Distributed programming is the only way to approach a large-scale enterprise-programming project. However, the classic distributed design shown in Figure 1-2 isn't suited for all scenarios. It shares some of the same problems as client-server models: namely, the overwhelming dependence on a central server or cluster of server-like computers. These high-powered machines are the core of the application—the 1 percent of the system where 99 percent of the work is performed. The resources of the clients are mostly ignored.

Peer-to-Peer Appears

The dependency on a central set of servers isn't necessarily a problem. In fact, in some environments it's unavoidable. The reliability, availability, and manageability of a distributed system such as the one shown in Figure 1-2 are hard to beat. In all honesty, you aren't likely to use peer-to-peer technology to build a transaction-processing backbone for an e-commerce website. However, there are other situations that a server-based system can't deal with nearly as well. You'll see some of these examples at the end of this section.

Peer-to-peer technology aims to free applications of their dependence on a central server or group of servers, and it gives them the ability to create global communities, harness wasted CPU cycles, share isolated resources, and operate independently from central authorities. In peer-to-peer design, computers communicate directly with each other. Instead of a sharp distinction between servers that provide resources and clients that consume them, every computer becomes an equal peer that can exhibit clientlike behavior (making a request) and server-like behavior (filling a request). This increases the value of each computer on the network. No longer is it restricted to being a passive client consumer—a peer-to-peer node can participate in shared work or provide resources to other peers.

Peer-to-peer is most often defined as a technology that takes advantage of resources "at the edges of the network" because it bypasses the central server for direct interaction. As you can see in Figure 1-3, this approach actually complicates the overall system.

Figure 1-3: Peer-to-peer computing

Peer-to-peer programming is regarded by some as a new generation of programming design, and by others as a subset of distributed computing. In a sense, distributed architecture overlaps with peer-to-peer architecture because many of the technologies used to create distributed enterprise applications can be used to create peer-to-peer systems as well. However, peer-to-peer applications represent a dramatic shift toward a decentralized design philosophy that is quite different from what most programmers expect in an enterprise application.

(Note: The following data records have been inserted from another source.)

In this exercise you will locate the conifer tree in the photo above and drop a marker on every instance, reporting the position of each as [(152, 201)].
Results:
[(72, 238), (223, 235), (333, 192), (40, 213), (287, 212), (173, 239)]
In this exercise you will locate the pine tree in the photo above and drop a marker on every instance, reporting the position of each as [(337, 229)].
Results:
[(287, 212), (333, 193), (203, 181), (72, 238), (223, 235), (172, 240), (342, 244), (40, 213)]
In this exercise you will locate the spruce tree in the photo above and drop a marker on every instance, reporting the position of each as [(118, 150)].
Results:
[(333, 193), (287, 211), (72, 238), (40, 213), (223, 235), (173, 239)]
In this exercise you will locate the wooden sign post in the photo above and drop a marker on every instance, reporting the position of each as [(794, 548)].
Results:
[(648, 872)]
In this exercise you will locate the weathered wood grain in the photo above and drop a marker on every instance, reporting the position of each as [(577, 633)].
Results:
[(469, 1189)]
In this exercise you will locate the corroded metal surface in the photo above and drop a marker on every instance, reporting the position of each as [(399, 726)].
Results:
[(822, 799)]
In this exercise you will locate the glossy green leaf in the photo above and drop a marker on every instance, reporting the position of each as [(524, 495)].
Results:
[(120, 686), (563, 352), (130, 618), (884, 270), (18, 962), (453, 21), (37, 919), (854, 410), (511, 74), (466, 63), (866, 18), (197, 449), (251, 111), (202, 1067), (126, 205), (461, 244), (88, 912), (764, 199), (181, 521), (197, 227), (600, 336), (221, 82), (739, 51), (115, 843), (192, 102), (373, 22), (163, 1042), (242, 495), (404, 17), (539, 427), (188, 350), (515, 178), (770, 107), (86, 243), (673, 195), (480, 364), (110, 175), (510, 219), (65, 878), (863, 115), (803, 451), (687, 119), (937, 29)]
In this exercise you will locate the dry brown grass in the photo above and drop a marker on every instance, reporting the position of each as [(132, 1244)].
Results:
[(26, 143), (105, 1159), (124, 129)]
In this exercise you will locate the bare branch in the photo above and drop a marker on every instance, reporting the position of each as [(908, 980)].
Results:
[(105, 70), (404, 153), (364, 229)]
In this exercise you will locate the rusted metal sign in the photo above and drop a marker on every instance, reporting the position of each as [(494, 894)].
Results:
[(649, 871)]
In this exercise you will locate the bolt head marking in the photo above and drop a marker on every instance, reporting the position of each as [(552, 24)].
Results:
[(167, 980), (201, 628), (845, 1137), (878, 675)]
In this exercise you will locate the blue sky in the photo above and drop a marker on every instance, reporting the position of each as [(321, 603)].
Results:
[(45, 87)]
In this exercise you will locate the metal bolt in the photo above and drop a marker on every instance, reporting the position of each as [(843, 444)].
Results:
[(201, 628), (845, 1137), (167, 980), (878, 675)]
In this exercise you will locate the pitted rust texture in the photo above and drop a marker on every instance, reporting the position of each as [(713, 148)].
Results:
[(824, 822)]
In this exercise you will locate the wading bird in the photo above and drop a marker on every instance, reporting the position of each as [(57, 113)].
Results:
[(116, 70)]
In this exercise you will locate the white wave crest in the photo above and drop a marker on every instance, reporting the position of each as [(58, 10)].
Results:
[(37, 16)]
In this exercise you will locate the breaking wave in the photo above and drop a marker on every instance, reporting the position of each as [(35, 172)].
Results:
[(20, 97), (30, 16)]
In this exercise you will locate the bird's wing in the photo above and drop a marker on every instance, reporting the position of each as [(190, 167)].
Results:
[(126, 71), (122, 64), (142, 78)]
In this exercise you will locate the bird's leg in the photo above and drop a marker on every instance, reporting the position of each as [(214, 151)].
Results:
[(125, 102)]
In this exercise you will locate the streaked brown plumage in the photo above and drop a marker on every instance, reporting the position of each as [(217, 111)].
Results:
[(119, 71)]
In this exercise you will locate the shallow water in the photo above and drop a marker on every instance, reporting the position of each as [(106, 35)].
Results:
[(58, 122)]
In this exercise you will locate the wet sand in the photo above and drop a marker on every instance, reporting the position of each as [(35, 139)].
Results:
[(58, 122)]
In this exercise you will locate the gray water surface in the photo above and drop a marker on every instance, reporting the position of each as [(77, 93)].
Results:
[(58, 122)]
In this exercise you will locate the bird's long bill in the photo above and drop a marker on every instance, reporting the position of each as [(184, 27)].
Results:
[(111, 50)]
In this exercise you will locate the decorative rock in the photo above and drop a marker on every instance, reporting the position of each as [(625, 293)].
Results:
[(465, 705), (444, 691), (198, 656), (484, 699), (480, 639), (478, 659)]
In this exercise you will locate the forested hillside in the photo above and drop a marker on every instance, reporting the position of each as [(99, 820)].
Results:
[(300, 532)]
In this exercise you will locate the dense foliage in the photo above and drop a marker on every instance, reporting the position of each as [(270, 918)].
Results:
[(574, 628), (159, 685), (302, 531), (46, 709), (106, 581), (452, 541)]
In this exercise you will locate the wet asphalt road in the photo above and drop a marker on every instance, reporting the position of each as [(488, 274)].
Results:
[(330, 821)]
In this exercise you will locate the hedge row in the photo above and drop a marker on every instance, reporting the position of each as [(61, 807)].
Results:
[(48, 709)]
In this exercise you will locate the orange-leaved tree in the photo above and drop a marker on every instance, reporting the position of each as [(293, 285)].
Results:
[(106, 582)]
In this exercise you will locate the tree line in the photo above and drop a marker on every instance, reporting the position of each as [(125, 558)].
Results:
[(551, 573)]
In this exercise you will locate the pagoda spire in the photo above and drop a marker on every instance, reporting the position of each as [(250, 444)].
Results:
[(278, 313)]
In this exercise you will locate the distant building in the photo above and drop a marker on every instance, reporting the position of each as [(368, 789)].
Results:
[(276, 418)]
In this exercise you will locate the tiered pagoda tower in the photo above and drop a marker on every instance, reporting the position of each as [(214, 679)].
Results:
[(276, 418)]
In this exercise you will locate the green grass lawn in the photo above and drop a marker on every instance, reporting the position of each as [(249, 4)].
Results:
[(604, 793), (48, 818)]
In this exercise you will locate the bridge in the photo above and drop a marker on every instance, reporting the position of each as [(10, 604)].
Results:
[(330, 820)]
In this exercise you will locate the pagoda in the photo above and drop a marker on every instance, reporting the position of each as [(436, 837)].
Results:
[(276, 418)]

Here are some of the hallmarks that distinguish a peer-to-peer application:

The processing is performed on the peers, not farmed out to another computer (such as a high-powered server).
The peers interact by establishing direct connections, rather than passing messages through a central authority.
The system can deal with inconsistent connectivity (for example, peers who disappear and reappear on the network).
The system uses a proprietary peer naming and discovery system that operates outside the Internet's Domain Name Service (DNS) registry.

^[1]Distributed computing is sometimes described as multitier or n-tier programming, but this is not strictly correct. Distributed computing is a physical model that splits execution over multiple computers. Multitier programming is a logical model that divides an application into distinct layers. Think of it this way: A program with a multitier design has the option of graduating into a distributed application. However, multitier design and component-based programming can still be used in a traditional client-server application.